The Revolving Door

Last Thursday I went out with a few friends before I left L.A.  I was just out to get a last night in the L.A. scene, so didn’t really think that I was going to do any focus on Project Kinect.  Well, it is a part of me now and it was inevitable.  I was introduced to these two guys that have been in their relationship for what one of them said was nine hundred years.  In reality, it’s only been 9 but time is really subjective.  Either way, these two men came off as what one can only define by hopelessly in love. 

As we got talking, I learned that the one had been married to a woman for some time in his years.  Him and his ex-wife are still best friends and she is an enormous part of both of the men’s lives.  They want on to show me all of the wacky and well put together Halloween costumes that she has put together for the three of them.   They have been successful in still leading lives full of love. 

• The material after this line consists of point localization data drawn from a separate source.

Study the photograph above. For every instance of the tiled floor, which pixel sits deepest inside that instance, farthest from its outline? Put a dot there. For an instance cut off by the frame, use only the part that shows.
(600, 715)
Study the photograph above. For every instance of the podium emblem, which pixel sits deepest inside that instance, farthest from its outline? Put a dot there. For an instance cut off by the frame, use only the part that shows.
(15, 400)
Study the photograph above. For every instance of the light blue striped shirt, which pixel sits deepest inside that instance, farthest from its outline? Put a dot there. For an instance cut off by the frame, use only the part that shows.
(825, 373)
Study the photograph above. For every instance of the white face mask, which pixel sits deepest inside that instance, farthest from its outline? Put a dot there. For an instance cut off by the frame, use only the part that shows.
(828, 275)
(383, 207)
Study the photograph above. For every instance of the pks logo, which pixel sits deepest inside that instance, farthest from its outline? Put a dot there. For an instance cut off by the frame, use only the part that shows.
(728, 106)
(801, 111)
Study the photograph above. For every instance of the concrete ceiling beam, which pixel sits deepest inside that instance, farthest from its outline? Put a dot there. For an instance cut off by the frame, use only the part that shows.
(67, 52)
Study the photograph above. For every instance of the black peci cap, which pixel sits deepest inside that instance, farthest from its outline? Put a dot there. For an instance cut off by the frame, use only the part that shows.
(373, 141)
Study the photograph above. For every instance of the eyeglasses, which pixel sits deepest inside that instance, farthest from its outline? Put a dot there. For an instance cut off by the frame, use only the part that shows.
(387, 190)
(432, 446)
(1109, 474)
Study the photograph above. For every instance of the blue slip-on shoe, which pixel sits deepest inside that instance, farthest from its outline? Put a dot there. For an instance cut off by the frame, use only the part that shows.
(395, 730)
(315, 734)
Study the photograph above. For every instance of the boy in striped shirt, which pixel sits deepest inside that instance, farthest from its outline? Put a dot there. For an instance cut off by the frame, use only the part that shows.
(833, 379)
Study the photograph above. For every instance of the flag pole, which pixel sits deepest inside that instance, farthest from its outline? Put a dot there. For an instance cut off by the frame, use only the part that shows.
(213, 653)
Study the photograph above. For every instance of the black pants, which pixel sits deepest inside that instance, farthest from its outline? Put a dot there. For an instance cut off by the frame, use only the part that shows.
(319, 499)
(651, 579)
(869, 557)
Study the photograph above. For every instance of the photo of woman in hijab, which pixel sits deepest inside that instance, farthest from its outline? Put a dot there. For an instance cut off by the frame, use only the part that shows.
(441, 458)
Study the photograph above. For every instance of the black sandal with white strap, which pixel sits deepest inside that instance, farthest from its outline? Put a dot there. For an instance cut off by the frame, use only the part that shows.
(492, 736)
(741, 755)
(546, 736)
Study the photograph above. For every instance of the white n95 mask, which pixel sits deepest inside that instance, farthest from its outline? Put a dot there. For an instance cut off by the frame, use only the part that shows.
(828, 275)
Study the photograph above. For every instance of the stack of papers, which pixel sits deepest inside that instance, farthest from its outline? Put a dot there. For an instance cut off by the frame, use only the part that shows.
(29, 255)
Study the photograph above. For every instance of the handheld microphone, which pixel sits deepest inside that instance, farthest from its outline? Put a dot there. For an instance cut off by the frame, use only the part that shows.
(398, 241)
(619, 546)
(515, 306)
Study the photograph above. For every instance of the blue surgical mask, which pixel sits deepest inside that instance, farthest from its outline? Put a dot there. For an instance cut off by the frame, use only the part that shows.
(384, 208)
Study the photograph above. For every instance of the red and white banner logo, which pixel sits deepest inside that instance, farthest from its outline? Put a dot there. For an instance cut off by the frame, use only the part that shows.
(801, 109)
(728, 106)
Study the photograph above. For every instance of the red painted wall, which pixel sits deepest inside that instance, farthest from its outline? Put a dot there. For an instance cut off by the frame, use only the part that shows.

I also asked them how they met. They thought I asked where they met and that lead the conversation into a completely different direction. The previously married one shouted out “The Revolving Door”.  I had no idea where or what that was but I found out.

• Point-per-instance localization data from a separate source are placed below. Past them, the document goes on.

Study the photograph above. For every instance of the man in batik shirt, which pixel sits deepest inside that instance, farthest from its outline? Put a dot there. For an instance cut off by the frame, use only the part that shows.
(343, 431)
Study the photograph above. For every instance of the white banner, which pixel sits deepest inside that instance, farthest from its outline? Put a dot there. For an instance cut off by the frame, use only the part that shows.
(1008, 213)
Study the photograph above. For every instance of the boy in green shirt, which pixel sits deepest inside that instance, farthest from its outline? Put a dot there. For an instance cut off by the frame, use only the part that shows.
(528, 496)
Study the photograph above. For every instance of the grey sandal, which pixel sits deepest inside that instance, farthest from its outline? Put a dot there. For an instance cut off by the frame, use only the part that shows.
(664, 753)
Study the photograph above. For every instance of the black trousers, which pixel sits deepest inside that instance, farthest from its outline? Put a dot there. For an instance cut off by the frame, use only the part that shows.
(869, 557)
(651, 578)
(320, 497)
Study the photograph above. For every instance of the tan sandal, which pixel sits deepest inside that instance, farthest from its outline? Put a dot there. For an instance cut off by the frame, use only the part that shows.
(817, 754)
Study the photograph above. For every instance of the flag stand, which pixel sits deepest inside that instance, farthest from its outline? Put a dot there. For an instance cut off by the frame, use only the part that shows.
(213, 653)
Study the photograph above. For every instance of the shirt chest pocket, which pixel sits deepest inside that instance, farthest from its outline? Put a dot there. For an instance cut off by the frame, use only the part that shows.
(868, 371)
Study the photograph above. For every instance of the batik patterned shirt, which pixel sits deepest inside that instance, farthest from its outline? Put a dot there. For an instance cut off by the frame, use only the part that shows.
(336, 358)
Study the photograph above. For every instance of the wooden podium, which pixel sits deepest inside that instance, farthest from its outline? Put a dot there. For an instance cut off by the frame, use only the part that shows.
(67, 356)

Apparently, in the later part of the seventies, there was such a high crime rate in West Hollywood that all the bars really had to protect themselves with double pained glass bricks and bullet proof doors.  In order to make sure that the wrong people didn’t come in to the establishments, The Revolving Door actually put a revolving door in place to make sure that the patrons in the bar were protected.  

The revolving door has so much in this story.  Obviously one metaphor is the idea that we have to through revolving doors to know who we are in life.  We don’t just start off in life with the plan to how our lives are going to get from point A to point B.  In the life of our new friends here, the one fell in love with a woman before he really knew what he wanted and yearned for.  He still was able to keep the love of his ex-wife and made it work.

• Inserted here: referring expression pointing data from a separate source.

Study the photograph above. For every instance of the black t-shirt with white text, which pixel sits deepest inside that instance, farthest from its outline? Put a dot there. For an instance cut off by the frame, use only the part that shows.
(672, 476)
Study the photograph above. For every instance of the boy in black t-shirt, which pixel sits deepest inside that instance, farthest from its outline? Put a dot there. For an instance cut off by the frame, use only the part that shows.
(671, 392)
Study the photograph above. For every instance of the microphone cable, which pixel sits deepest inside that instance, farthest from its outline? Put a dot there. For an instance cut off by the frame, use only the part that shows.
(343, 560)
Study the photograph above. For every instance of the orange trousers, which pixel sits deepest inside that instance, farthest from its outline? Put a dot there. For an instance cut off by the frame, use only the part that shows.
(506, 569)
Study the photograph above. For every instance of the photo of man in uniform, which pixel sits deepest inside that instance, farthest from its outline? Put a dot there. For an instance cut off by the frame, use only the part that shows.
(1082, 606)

The other metaphor is that we need the revolving door around in order to keep something secret until the rest of society can begin to understand what the secret really means.  Fortunately, we have come a long ways from days where even in large cities, in open neighborhoods, homosexuals feared for their lives.  The Revolving Door is now a bar called East West that very open to the public with a large patio along a street full of other bars that are just as open with even larger outdoor patios.  That is a very comforting feeling.